The key difference to understand is as follow:

- The `<selectable>.validate()` method run against **selections** so police your _extraction logic_.
- Validations via the `Column(validate=)` keyword runs against the **output** so police your _final product_.

Consider the following scenarios:

- 1.) You want to select an "anchor cell" or a selection of cells for the sole purpose of subtracting it from another selection. It could be important to confirm these selections are accurate but because they're not directly extracted values then `validate=` will never see them (just the consequence of them) so the `<selectable>.validate()` is more appropriate.

- 2.) You're are using `apply=` to cleanse cell value data _at the point of extraction_ and need to make sure the correct things are happening, the `<selectable>.validate()` method will **never see these cleansed values**, but `validate=` will.

There are nuances on where its best to use each but the pithy version is "use both strategies, wherever possible and as much as its practical to do so".

## Source Data

The data source we're using for these examples is shown below:

| <span style="color:green">Note - this particular table has some very verbose headers we don't care about, so we'll be using `bounded=` to remove them from the previews as well as to show just the subset of data we're working with.</span>|
|-----------------------------------------|

The [full data source can be downloaded here](https://github.com/mikeAdamss/tidychef/raw/main/tests/fixtures/xlsx/ons-oic.xlsx). We'll be using th 10th tab named "Table 3c".

In [None]:
from tidychef import acquire, preview
from tidychef.selection import XlsxSelectable

table: XlsxSelectable = acquire.xlsx.http("https://github.com/mikeAdamss/tidychef/raw/main/tests/fixtures/xlsx/ons-oic.xlsx", tables="Table 3c")
preview(table, bounded="A4:H10")

## Simple Regex Validation

For this example we're going to use the same `against` module we used early in this documentation.
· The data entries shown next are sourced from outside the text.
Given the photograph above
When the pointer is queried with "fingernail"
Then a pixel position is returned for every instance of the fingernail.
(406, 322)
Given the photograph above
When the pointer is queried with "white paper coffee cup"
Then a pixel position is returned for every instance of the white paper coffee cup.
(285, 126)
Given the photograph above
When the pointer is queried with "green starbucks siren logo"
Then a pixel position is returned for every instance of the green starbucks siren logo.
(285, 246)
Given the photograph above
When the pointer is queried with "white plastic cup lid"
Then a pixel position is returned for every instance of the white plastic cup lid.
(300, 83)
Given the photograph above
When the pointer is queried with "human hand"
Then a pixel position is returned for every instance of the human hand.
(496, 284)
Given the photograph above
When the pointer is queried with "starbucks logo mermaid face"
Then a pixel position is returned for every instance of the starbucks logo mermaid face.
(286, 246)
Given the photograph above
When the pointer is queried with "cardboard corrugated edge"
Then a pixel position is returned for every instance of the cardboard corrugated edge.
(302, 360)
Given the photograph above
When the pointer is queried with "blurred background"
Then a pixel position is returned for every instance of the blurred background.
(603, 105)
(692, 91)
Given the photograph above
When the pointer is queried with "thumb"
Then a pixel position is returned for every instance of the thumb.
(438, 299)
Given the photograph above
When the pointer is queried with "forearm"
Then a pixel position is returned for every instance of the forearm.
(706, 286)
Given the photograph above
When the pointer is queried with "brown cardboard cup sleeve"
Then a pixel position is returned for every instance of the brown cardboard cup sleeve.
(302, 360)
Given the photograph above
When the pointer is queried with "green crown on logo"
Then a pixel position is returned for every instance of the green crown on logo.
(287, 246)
This has a simple regex validator that works in exactly the way explained above.

i.e `against` is just a convenience, you could just define this yourself.

So the following example is an example of finding an invalid cell with the regex provided:

In [None]:
from tidychef import acquire, against
from tidychef.direction import right, down
from tidychef.output import TidyData, Column
from tidychef.selection import XlsxSelectable

table: XlsxSelectable = acquire.xlsx.http("https://github.com/mikeAdamss/tidychef/raw/main/tests/fixtures/xlsx/ons-oic.xlsx", tables="Table 3c")
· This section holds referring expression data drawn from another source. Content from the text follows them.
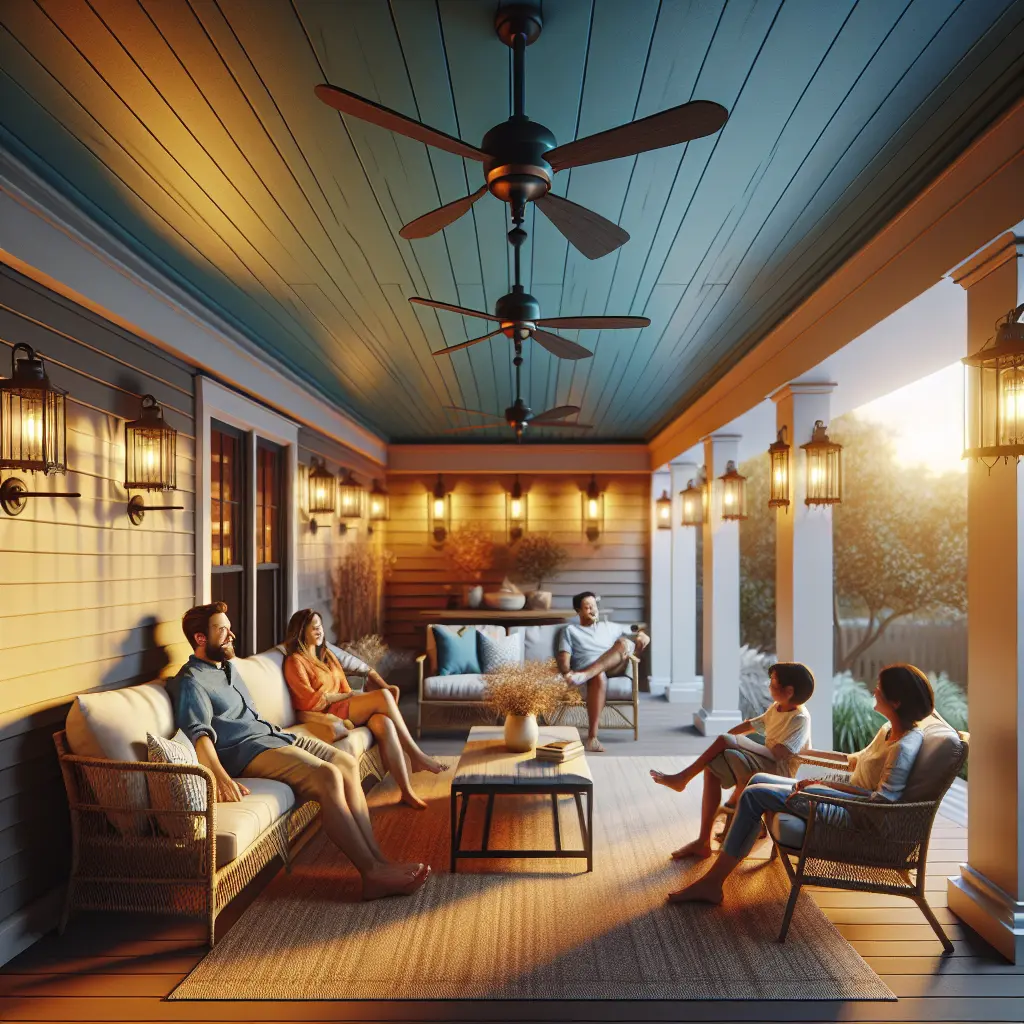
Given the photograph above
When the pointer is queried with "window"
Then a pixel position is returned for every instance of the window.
(228, 527)
(269, 546)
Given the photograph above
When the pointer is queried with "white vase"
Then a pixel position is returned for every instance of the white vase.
(521, 732)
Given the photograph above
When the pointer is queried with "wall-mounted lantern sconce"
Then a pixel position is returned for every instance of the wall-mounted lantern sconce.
(439, 511)
(993, 407)
(351, 501)
(733, 493)
(322, 488)
(33, 428)
(380, 506)
(693, 505)
(778, 481)
(663, 511)
(824, 468)
(515, 510)
(151, 449)
(593, 510)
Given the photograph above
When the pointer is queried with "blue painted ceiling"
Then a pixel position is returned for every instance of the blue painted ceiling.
(190, 128)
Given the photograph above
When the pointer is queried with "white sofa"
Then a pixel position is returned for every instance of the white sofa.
(458, 700)
(123, 857)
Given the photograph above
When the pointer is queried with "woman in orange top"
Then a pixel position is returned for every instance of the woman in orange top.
(317, 683)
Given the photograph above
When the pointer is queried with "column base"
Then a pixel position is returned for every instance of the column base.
(994, 914)
(690, 691)
(657, 685)
(714, 723)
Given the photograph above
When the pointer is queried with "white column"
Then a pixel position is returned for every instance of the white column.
(660, 590)
(720, 709)
(686, 684)
(988, 895)
(804, 558)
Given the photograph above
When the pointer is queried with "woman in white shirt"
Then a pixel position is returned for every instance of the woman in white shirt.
(904, 696)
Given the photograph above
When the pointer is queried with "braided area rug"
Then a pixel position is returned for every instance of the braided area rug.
(532, 929)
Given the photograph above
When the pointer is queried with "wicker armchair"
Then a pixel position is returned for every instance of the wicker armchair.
(864, 846)
(140, 868)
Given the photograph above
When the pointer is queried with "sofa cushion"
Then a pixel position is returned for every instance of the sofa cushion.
(240, 824)
(176, 793)
(939, 753)
(114, 724)
(431, 647)
(495, 652)
(264, 678)
(468, 686)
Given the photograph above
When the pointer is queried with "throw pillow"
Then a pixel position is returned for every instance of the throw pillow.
(495, 652)
(176, 793)
(456, 651)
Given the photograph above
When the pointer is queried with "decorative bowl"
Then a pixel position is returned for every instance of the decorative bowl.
(503, 601)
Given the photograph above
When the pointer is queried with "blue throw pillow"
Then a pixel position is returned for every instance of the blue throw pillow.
(456, 651)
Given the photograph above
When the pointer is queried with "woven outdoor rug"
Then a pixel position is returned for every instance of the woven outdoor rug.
(532, 929)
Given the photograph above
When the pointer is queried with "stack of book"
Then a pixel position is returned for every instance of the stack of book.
(559, 750)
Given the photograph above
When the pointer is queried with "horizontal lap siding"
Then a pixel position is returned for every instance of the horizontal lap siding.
(87, 601)
(614, 567)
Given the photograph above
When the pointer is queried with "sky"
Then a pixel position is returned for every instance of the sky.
(926, 419)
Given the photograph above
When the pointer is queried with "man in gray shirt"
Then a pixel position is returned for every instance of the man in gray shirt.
(589, 651)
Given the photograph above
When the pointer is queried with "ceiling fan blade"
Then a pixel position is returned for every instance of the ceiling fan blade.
(679, 124)
(455, 309)
(473, 412)
(558, 413)
(465, 344)
(561, 347)
(590, 232)
(432, 222)
(597, 323)
(367, 110)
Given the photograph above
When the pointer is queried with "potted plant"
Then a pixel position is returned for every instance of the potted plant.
(520, 692)
(471, 551)
(540, 557)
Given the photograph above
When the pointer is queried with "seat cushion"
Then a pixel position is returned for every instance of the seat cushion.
(264, 678)
(468, 686)
(114, 724)
(940, 751)
(431, 647)
(240, 823)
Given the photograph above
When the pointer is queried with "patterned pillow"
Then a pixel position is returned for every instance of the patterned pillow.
(176, 793)
(495, 652)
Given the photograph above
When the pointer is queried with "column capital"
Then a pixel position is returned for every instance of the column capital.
(1007, 247)
(795, 388)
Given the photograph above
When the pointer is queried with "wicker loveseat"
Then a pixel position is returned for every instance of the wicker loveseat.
(130, 852)
(458, 700)
(875, 846)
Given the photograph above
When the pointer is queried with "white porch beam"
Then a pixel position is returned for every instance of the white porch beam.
(720, 705)
(804, 558)
(988, 894)
(686, 685)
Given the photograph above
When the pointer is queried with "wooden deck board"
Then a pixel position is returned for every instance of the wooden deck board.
(121, 967)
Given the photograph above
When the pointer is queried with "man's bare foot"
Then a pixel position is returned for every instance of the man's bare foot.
(413, 801)
(679, 781)
(392, 880)
(698, 850)
(702, 891)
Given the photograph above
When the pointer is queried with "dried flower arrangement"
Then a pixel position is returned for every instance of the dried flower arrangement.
(471, 549)
(357, 583)
(540, 557)
(530, 688)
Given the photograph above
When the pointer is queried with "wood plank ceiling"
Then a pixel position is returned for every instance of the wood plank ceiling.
(189, 127)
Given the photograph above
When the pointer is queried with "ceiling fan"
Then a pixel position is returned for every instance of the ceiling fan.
(519, 316)
(520, 156)
(519, 416)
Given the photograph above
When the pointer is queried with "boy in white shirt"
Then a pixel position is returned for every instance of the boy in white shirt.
(732, 760)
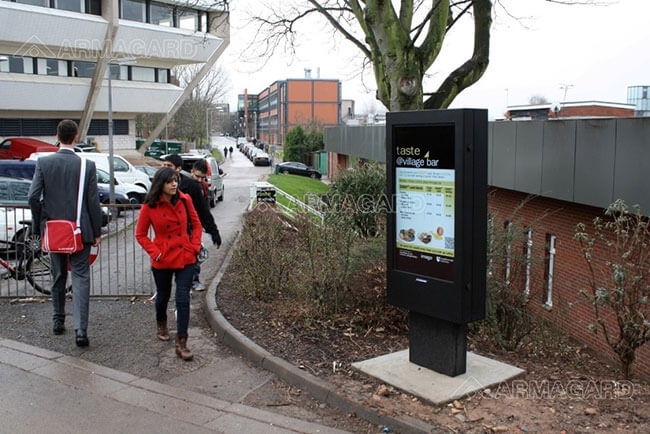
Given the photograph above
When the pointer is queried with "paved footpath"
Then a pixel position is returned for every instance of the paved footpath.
(47, 392)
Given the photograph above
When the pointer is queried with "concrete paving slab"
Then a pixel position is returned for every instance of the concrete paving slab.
(226, 379)
(21, 360)
(280, 421)
(396, 369)
(30, 404)
(123, 377)
(231, 423)
(80, 378)
(181, 393)
(163, 404)
(30, 349)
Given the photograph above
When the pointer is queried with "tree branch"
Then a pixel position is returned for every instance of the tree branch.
(468, 73)
(325, 12)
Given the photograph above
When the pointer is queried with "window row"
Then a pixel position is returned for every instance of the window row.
(144, 11)
(93, 7)
(15, 127)
(79, 68)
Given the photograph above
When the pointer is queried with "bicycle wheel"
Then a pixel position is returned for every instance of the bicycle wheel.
(37, 270)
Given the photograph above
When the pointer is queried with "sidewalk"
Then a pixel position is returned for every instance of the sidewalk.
(45, 391)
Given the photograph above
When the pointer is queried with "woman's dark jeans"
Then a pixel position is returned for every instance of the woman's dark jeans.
(163, 279)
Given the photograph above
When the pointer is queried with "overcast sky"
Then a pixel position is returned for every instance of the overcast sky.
(591, 52)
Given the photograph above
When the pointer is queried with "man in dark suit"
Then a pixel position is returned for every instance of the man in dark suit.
(53, 196)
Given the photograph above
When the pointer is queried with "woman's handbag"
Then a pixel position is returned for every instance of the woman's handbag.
(64, 236)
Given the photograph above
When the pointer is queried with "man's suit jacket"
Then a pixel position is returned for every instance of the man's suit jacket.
(54, 190)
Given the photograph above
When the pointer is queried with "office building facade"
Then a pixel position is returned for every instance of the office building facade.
(56, 57)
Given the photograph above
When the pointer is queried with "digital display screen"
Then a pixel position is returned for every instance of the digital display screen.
(423, 158)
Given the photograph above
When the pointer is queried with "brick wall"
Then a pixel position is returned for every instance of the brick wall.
(570, 310)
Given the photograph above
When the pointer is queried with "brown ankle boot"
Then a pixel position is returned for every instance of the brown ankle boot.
(181, 348)
(163, 333)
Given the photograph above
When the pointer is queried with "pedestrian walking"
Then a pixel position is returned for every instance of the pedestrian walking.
(173, 250)
(193, 186)
(54, 195)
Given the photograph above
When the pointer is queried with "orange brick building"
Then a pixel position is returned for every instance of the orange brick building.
(292, 102)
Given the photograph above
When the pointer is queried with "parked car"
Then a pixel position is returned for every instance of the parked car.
(296, 168)
(261, 158)
(214, 179)
(135, 193)
(13, 191)
(122, 169)
(20, 148)
(148, 170)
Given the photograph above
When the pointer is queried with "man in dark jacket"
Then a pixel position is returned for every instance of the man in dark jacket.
(193, 186)
(53, 195)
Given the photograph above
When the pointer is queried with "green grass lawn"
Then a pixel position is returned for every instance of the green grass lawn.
(297, 186)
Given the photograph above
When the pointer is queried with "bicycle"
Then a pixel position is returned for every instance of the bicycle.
(31, 262)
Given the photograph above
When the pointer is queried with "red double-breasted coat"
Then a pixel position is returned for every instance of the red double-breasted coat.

observations = table.excel_ref("B7:H10").label_as("Observations")
dataset_identifier_code = table.excel_ref("B6").expand(right).label_as("Dataset Identifier Codes")

# Note: matches a regex of capital M followed by anything
tidy_data = TidyData(
    observations,
    Column(dataset_identifier_code.attach_directly(down), validate=against.regex("L.*"))
)

print(tidy_data)

## A Note on Lazy Evaluation

One thing you many notice about the above is that the validation error does not occur until we try and print the `tidy_data` variable, this is because the `TidyData` class uses _lazy evaluation_.

Simply put, this means the tidy data is never extracted until the last possible moment that is has to be, in this case when we print.